Hans Christian Andersen in his living room (1874)



It is somewhat difficult to imagine Hans Christian Andersen in the guise of Danny Kaye singing the theme song of Charles Vidor’s movie from 1952 and reconcile it with influences of Lord Byron. “Read Byron's biography, oh! he was just like me, even down to his little tattling; my soul is ambitious like his, it can only feel happy when admired by all“ Andersen wrote himself at the age of 20, suffering under the regime of grim schoolmaster Meisling during his catch up on a proper grammar school education, sponsored by Jonas Collin, director of the Royal Danish Theatre, who was one of Andersen’s first prominent patrons. And even though a lot of juveniles felt a Byronic streak of Promethic rebellion during their school years, Andersen carried on with it, beyond his popular international image of world literature’s arguably most prominent teller of fairy tales, i.e. children’s stories. Bitten by the travel bug, bisexual and with a gift for expressing grim humour and dark pathos, there are indeed parallels with his Romantic lordship but while Byron had the means, the mind and the mettle to act out many of his imaginations and become his own myth, Andersen’s demons remained firmly fastened to his imagination and wishful thinking and came to light only dressed up in quite harmless mannerisms and in the guise of his tales, dressed up in fairytale-like garb, more often than not. Up to the point that Andersen never engaged in physical relationships with other human beings, neither men nor women, even though there were love letters written to male friends and rejected marriage proposals, courtships and mentally intimate friendships with the female of the species, most notably the back then immensely famous Swedish opera singer Jenny Lind. She saw the eccentric poet as something of a brother, inspired him to write at least three of his fairy tales and thereby become the author of her household name “The Swedish Nightingale” and maybe she even became the role model of the Snow Queen who plays cruel games with poor Kay’s impaled heart.

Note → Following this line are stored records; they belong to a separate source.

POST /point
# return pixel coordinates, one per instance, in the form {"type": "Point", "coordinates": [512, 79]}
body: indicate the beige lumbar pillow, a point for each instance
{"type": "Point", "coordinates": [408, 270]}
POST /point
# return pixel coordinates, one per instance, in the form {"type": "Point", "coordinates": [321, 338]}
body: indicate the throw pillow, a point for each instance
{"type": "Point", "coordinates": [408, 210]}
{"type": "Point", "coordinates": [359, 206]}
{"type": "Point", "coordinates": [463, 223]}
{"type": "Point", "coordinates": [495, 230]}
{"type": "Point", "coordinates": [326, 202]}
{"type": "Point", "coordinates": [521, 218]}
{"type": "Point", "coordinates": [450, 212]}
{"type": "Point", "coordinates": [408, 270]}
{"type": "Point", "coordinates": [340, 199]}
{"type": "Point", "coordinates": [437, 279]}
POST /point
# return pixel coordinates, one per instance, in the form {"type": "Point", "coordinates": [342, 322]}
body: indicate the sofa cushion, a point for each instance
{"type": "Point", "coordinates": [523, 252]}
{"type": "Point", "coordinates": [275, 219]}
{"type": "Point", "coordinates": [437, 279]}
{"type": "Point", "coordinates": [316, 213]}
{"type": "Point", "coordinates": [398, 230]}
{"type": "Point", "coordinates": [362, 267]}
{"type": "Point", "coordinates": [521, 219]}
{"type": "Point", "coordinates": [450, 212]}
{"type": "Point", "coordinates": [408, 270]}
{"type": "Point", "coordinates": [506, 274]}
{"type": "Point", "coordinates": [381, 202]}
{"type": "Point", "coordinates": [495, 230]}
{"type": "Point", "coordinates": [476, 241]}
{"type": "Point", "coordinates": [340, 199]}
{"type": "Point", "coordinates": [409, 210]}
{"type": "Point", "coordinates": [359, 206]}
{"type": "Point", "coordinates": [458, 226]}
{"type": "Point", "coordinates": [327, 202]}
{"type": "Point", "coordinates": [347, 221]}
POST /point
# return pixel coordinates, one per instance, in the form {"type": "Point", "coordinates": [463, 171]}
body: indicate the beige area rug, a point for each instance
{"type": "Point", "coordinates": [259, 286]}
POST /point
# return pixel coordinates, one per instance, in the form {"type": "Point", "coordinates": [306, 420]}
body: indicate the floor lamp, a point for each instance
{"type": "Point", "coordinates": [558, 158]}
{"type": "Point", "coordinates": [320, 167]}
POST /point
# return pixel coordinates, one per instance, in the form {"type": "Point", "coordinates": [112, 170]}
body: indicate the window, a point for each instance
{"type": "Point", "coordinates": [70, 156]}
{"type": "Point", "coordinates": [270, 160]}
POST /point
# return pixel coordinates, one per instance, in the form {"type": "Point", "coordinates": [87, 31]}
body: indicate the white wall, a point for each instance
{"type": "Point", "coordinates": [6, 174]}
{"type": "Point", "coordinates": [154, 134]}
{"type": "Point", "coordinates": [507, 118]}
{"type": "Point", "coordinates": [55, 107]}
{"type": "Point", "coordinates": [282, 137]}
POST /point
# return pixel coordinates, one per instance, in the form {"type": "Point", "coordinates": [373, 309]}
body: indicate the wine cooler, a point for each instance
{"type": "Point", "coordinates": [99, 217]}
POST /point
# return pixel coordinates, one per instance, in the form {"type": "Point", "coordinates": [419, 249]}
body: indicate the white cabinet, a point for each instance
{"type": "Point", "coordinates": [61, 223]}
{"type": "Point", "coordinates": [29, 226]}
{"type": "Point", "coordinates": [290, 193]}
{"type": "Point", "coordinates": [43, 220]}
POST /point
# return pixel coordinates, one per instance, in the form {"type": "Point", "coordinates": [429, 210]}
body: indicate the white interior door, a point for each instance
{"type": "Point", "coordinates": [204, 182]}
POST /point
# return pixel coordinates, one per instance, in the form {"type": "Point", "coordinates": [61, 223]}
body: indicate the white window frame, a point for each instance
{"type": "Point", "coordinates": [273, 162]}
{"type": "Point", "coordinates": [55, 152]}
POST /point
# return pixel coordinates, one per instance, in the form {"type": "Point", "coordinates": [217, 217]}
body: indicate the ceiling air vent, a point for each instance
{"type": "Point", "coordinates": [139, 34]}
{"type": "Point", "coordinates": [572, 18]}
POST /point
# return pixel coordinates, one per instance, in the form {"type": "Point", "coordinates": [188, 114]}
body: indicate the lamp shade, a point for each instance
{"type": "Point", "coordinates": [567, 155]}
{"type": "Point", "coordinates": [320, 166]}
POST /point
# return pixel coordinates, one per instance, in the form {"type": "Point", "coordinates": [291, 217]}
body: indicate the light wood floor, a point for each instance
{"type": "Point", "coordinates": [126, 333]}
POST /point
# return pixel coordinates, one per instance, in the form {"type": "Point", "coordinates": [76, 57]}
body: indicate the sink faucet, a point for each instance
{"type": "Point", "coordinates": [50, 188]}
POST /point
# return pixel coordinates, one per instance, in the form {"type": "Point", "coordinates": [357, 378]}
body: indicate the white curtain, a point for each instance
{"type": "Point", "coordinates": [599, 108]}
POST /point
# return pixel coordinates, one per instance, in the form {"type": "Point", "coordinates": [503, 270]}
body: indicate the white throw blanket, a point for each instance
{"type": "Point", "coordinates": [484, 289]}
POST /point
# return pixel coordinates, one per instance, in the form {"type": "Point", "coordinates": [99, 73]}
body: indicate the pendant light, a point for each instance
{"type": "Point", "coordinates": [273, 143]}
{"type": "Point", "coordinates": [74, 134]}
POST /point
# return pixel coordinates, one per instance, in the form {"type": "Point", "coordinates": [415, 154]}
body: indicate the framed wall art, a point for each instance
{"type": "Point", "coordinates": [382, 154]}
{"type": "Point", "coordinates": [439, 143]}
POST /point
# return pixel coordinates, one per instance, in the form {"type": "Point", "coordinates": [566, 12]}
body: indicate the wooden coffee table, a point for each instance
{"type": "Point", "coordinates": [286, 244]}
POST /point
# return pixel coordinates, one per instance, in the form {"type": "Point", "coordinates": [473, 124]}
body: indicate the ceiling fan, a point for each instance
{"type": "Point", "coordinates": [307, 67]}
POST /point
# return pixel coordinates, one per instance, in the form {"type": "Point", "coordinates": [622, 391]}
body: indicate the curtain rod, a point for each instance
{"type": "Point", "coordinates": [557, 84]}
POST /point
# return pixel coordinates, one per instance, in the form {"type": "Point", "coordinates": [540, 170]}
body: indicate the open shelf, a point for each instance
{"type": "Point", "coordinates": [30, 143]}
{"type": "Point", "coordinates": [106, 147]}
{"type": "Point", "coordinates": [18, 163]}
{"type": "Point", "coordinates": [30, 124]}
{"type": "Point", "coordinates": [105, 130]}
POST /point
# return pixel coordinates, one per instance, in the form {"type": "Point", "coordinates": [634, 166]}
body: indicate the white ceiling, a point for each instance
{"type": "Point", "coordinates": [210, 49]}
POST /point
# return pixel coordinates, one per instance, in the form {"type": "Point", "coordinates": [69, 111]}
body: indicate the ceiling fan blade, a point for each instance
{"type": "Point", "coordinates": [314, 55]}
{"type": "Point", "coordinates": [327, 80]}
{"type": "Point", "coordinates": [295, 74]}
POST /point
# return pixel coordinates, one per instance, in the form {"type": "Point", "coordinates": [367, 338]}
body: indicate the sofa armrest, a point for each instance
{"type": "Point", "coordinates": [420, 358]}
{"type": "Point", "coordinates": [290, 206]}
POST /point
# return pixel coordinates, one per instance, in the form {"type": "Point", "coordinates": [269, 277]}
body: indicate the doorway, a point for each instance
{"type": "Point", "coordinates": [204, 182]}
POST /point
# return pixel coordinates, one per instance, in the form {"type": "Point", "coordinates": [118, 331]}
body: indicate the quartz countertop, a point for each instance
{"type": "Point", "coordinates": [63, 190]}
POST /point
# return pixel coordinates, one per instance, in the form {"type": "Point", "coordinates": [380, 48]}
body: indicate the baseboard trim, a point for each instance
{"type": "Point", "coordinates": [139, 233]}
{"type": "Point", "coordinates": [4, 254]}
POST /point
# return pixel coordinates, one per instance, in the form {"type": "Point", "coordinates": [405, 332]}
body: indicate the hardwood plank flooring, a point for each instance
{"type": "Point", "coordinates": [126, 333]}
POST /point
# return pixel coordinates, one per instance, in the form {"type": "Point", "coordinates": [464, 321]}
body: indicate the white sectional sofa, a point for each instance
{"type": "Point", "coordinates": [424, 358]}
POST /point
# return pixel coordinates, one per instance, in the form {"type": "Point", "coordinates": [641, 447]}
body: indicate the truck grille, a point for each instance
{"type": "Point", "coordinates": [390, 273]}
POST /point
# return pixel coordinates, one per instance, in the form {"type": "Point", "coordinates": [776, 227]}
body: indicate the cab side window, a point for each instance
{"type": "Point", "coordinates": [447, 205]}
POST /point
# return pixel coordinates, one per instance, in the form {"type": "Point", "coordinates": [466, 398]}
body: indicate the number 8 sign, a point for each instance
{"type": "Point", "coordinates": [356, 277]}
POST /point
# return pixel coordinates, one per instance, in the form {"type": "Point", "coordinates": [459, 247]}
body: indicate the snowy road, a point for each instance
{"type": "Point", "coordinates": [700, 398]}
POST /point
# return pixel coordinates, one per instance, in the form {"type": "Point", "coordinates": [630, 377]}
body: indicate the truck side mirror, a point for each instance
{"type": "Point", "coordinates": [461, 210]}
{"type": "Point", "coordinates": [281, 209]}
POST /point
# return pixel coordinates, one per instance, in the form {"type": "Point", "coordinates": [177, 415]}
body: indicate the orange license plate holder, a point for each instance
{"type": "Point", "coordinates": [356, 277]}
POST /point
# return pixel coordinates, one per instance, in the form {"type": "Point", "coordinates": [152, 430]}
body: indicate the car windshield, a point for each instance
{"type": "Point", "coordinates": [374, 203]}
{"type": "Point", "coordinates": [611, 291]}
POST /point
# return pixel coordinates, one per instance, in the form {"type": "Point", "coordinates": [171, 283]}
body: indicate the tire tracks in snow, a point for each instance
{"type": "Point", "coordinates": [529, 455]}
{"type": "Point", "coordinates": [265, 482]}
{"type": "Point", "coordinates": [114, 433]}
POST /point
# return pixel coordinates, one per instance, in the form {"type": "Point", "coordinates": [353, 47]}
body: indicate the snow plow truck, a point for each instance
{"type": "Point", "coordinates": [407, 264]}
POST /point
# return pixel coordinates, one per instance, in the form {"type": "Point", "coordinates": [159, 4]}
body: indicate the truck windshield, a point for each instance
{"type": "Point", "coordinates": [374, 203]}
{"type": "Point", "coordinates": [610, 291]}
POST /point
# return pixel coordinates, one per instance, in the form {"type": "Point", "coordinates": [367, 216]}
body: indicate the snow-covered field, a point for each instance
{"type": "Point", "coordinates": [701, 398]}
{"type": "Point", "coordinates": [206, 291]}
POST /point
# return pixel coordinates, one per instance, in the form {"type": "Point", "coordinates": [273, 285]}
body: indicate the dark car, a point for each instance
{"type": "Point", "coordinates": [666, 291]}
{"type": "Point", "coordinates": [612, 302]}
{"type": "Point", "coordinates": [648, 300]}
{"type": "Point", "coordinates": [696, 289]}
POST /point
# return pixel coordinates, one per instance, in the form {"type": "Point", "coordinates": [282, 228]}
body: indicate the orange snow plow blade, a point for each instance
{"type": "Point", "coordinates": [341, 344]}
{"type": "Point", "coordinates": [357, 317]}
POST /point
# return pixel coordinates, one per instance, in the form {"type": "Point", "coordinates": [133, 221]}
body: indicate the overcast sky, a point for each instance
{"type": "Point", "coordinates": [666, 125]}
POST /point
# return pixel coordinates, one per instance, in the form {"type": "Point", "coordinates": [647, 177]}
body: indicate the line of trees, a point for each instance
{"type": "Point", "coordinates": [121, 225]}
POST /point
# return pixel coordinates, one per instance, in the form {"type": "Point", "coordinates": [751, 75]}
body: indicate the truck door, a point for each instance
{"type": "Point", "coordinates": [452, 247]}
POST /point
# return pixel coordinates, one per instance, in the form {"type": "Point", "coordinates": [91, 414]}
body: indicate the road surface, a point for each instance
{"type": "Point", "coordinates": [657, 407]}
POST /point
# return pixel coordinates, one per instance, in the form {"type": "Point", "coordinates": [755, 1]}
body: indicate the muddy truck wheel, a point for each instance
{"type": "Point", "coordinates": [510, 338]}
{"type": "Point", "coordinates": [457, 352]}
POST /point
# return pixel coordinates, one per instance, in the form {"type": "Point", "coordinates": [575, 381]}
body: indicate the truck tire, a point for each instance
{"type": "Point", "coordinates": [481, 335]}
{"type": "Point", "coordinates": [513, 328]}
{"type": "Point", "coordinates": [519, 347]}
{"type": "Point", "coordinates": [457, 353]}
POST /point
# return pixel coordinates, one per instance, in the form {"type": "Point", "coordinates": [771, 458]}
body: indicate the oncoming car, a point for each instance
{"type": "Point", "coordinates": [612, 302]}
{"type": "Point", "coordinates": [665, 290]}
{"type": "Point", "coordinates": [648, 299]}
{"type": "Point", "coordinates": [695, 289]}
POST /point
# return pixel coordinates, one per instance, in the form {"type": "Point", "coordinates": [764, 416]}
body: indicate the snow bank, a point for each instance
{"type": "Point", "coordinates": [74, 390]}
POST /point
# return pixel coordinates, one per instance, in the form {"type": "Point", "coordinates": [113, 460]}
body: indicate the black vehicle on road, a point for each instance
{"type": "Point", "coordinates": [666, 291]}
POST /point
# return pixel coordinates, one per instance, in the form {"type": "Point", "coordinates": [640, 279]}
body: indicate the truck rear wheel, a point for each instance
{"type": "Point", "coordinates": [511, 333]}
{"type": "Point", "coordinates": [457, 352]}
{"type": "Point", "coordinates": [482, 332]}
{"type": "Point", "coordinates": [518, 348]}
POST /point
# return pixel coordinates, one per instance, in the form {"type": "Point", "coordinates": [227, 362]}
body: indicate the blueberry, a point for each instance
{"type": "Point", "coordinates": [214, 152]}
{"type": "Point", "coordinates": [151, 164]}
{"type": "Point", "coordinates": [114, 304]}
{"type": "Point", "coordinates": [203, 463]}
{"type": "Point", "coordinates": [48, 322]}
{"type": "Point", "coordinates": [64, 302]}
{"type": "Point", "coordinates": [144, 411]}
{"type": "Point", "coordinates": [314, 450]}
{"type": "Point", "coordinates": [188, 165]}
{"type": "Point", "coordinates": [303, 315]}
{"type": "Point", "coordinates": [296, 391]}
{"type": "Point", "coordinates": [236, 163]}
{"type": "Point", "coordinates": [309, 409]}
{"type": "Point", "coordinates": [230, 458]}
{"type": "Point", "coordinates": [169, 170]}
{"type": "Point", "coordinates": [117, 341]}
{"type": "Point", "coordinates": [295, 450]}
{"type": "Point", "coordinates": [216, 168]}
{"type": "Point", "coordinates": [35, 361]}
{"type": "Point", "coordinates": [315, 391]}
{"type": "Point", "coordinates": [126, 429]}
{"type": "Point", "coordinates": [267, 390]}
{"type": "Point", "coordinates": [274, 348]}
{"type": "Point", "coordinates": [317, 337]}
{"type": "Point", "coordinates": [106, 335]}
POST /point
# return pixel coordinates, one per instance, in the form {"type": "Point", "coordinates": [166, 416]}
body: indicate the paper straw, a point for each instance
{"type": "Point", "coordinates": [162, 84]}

One of the paper cuts Andersen used to make for children and some of his lady friends*


There 
is more to Hans Christian Andersen than literary fairy tales. He wanted to become a dancer at first, then an actor, struggling with his humble origins as son of a cobbler and an alcoholic washerwoman from Odense, an ugly duckling indeed with barely an education to speak of, who had dreams of becoming a swan one day. He thirsted for baking in the limelight and he did, finally, after discovering his knack for storytelling in his late teens. Initially, he was at least as successful with novels, poems and travelogues as he was with his fairy tales and he found his patrons, his niche as something of a curiosity among the better classes of Denmark and his fame as an author already during his life and times. But his fairy tales stand out. As literary treatments and dreamwork, processing his many fears and imagined shortcomings as well as his wishful thinking into artificial archetypes firmly enshrined in Western thinking, from the lesson taught by the cheeky nipper in “The Emperor’s New Cloths”, the grimly poetic fate of the “Little Mermaid” and the sheer beauty of “Thumbelina” appealing to everyone’s inner child, young and old. “His own image; no longer a dark, grey bird, ugly and disagreeable to look at, but a graceful and beautiful swan. To be born in a duck's nest, in a farmyard, is of no consequence to a bird, if it is hatched from a swan's egg” and even if Andersen himself made himself believe that he was something of an illegitimate grandson of a Danish king along with other bloomers from the neurotic's family romance, he became a swan indeed, graceful and beautiful, whose song is sung in more than 125 languages across the globe.